We've been using SQLite in production as our exclusive means for getting bytes t...

gfody · on Dec 29, 2021

> It is my understanding that something about not having to take a network hop and being able to directly invoke the database methods makes a huge difference. Are you able to execute queries and reliably receive results within microseconds with your current database setup?

with SQL Server you can get a very fast local connection by specify "server=(local)" in the connection string - this uses shared memory protocol bypassing the net stack.

bob1029 · on Dec 29, 2021

This is true - The counterpoint is that now you have this leviathan that is the SQL Server process(es) running on the same machine as the application.

If I am constraining my SQL Server usage to fit on 1 box, I might as well use SQLite (assuming no future plans for horizontal scaling).

devwastaken · on Dec 30, 2021

How is this handling privledge separation? Typically you'd have all accesses as root in SQLite.

usrbinbash · on Dec 30, 2021

>Typically you'd have all accesses as root in SQLite.

So? It's the backend talking to the db.

devwastaken · on Dec 31, 2021

Systems of least privilege prevent the levels of access exploitation (either vuln or misconfigure) from going further than is risk assessed. Or from "accidents" like a little utility script nuking the database with root privilege. Or having multiple entry points with their own tables of data. That's the difference between "hackers stole X but not Y and Z" and "hackers dumped everything".

Your "backend" should not be assumed to be the infallible security. Outside of limiting DB access procledges, we have proper selinux and other configs to lock down the software abilities so even in the case of Arbitrary code execution caused by a common exploit it may be very difficult to use. This is important when you're running a box with multiple other applications with their own DB's as well.

Infact these reasons are why many times the "backend" software and DB are hardware isolated or at least VM isolated so that those db access limitations aren't bypassed.

hnfong · on Dec 31, 2021

I haven't done anything like this before, but simple FS level file permissions should resolve the issue as long as the data with separate priv requirements is put into different sqlite databases.

chasil · on Dec 29, 2021

Oracle clients can do the same by setting the ORACLE_SID and ORACLE_HOME environment variables.

For remote databases, setting the TWO_TASK environment variable to the server's TNS descriptor is one way to force a network login.

qvrjuec · on Dec 29, 2021

How is this setup fault tolerant? What happens if there is a hardware failure? How do you partition access in a way that means an extremely active user doesn't impact availability?

bob1029 · on Dec 29, 2021

> How is this setup fault tolerant?

It is not.

> What happens if there is a hardware failure?

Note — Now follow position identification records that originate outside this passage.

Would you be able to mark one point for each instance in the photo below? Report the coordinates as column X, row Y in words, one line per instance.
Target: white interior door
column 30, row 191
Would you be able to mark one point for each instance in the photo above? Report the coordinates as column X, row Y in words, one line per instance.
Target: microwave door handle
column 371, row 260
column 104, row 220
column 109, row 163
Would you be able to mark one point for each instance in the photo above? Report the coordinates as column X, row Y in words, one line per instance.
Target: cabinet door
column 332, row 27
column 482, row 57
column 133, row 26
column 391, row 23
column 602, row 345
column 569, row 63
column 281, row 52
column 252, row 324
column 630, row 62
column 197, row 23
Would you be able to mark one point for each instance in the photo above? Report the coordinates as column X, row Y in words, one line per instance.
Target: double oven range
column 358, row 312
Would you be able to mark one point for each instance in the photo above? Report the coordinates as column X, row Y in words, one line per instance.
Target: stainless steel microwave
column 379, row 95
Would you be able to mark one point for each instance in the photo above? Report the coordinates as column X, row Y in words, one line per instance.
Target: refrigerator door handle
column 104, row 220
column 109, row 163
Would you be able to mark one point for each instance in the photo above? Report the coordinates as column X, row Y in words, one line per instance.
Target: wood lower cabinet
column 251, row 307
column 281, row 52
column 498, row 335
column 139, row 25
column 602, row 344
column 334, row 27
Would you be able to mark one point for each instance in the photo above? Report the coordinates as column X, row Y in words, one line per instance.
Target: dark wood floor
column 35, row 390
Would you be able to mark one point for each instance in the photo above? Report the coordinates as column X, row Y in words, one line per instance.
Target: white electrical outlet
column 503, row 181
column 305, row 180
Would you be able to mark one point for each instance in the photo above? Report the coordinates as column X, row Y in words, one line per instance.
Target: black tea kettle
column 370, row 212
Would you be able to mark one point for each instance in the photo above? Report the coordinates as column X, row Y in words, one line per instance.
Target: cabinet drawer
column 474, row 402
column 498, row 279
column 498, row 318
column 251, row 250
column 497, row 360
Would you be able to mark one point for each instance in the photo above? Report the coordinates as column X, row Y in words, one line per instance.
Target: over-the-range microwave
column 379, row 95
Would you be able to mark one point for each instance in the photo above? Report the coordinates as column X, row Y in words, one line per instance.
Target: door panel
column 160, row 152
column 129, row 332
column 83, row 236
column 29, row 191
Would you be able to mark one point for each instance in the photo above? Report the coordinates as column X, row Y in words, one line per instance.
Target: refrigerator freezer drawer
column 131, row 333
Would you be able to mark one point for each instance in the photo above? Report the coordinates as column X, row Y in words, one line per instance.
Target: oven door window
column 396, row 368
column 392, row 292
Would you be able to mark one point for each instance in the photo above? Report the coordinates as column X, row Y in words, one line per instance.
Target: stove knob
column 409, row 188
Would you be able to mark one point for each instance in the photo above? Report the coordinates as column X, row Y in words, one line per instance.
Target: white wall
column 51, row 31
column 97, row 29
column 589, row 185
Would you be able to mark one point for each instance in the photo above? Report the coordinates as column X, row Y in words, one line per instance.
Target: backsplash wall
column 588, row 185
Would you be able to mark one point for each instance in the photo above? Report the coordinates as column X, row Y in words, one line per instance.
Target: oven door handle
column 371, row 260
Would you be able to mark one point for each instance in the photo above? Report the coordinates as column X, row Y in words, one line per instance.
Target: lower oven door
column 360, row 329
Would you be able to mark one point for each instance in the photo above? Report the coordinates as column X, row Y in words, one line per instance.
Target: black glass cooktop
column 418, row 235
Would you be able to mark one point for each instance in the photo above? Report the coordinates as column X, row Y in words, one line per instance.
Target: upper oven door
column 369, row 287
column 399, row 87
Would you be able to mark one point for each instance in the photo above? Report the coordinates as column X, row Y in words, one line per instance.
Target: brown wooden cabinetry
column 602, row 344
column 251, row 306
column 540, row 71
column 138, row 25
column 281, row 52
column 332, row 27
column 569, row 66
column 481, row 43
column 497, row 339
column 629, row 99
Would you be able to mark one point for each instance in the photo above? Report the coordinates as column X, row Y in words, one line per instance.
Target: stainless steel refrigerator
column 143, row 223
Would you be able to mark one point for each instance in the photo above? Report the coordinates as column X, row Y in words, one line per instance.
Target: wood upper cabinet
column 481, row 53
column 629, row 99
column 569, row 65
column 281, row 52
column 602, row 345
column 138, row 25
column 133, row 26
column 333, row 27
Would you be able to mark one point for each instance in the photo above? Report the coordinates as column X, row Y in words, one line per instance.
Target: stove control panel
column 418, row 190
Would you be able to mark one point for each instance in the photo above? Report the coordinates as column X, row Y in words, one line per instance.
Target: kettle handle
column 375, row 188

The product would suffer a total outage until manual intervention takes place. A restore of the VM from snapshot would be carried out by the customer. Some loss of the most recent business data would occur (i.e. between latest snapshot and time of failure). All of this is understood and agreed to by our customers.

> How do you partition access in a way that means an extremely active user doesn't impact availability?

Partitioning is not applicable. Our entire product fits on 1 machine and dividing the I/O along any dimension does not add much value to the performance equation.

vidanay · on Dec 29, 2021

Wait a minute....are you implying that I don't need Azure and FB level infrastructure for my local recipe application?

/s

lkxijlewlf · on Dec 29, 2021

I'm pretty sure you do need FB and Azure level infra for you recipe app. I've read a couple blog posts, watched a video on YouTube and copied the code from Stack Overflow, so I'm pretty much an expert on this, so trust me.

vidanay · on Dec 29, 2021

My recipe application is going to be written in a purely functional language with CQRS and a message bus that provides "guaranteed once" determinism. I should be able to spin up no more than a half dozen containers on two VM's to handle this architecture. The database will probably be redundant MSSQL and Oracle (just in case one technology is fundamentally broken). Database writes will be proxied by a Redis instance. I will use 3x 3080 GPU to train a ML model used for scaling the recipe depending on the number of people you wish to serve. Hmmm...I might need a third VM.

joconde · on Dec 29, 2021

You can't do any serious neural stuff on 8GB of VRAM. I'd say save yourself some pains and buy the $3000 professional models with ECC so you can train transformers.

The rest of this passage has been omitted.